I am in the directory /etc/pve/ but nothing jumps out to me relating to being above my VM?

storage.cfg mentions mountpoints and local/network drives so that doesnt seem applicable.
Users.cfg is my log on to Proxmox, so agaain it’s not that… All the .key files, it’s hardly likely to be these and then there are the multiple directories… any clue to which one to start looking into?

Toyoo · February 25, 2024, 7:31pm

You might need to learn Proxmox more. The /etc/pve directory holds pretty much all of configuration for your Proxmox cluster: hosts, storage, VMs, etc. Files there are mostly text files that just describe parts of configuration. I don’t remember now how are files describing VMs named, I am no longer an active user of Proxmox, but they should stand out with names coming from their numerical IDs.

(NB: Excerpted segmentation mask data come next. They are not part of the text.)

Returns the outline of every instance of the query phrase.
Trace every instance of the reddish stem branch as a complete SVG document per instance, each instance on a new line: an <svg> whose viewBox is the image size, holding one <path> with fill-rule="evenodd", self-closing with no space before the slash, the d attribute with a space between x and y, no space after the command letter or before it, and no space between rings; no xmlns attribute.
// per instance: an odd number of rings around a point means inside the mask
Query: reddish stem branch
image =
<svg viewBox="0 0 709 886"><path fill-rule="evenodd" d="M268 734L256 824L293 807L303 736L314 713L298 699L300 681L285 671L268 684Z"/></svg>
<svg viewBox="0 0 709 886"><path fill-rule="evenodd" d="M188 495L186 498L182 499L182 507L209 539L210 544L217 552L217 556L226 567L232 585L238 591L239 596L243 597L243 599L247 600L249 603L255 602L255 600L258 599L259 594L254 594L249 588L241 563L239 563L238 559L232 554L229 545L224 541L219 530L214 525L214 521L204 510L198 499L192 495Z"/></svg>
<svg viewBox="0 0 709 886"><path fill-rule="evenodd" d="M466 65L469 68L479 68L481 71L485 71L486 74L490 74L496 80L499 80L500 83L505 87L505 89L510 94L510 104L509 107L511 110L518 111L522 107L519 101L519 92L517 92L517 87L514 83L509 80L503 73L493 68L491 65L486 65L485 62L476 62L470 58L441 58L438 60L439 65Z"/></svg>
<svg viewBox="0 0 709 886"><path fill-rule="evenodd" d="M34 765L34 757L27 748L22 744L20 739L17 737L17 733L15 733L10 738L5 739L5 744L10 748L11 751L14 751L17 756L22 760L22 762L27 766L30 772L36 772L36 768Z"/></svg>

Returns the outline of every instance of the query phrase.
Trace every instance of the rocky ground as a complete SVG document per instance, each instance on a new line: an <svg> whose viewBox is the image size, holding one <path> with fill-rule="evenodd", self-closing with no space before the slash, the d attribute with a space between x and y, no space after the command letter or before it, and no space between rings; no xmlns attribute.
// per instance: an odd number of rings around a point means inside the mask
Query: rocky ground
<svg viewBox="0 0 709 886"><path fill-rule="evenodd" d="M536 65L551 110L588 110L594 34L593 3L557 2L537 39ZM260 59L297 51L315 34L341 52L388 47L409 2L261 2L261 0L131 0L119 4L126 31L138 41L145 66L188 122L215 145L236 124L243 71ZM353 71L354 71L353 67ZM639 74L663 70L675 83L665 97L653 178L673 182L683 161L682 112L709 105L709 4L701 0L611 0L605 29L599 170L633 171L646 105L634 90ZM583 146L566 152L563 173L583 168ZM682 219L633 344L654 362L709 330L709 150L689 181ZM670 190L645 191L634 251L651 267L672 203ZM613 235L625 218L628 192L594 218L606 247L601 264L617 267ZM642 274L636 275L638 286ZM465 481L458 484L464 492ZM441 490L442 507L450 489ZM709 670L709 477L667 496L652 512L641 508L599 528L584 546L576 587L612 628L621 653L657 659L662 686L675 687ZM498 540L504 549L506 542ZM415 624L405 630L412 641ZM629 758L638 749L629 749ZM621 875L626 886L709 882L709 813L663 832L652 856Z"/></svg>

peter_linder · February 25, 2024, 8:14pm

On a single node proxmox system they are in /etc/pve/qemu-server

T4LLGUY · February 25, 2024, 9:41pm

I’m already aware of this nodes ID, as it’s 108

T4LLGUY · February 25, 2024, 9:45pm

Thank-you, OK… contents of 108.conf

Bearing in mind, I’d altered the boot sequence to run Linux Mint from the ISO file… I’ll change it back now

So boot order now is only SCSI0

Here’s a quick video: Watch boot | Streamable

Toyoo · February 25, 2024, 11:55pm

So at least after booting the guest things look ok on both sides, host and guest. And grub is supposed to read the same partition table as fdisk under your livecd. The only thing that comes to mind now is that maybe the guest file system got corrupted and points to outside of the drive, though given the partition sizes look ok, this should be caught… So, I’d try doing fsck on the guest file system as the next step, for example through live CD again.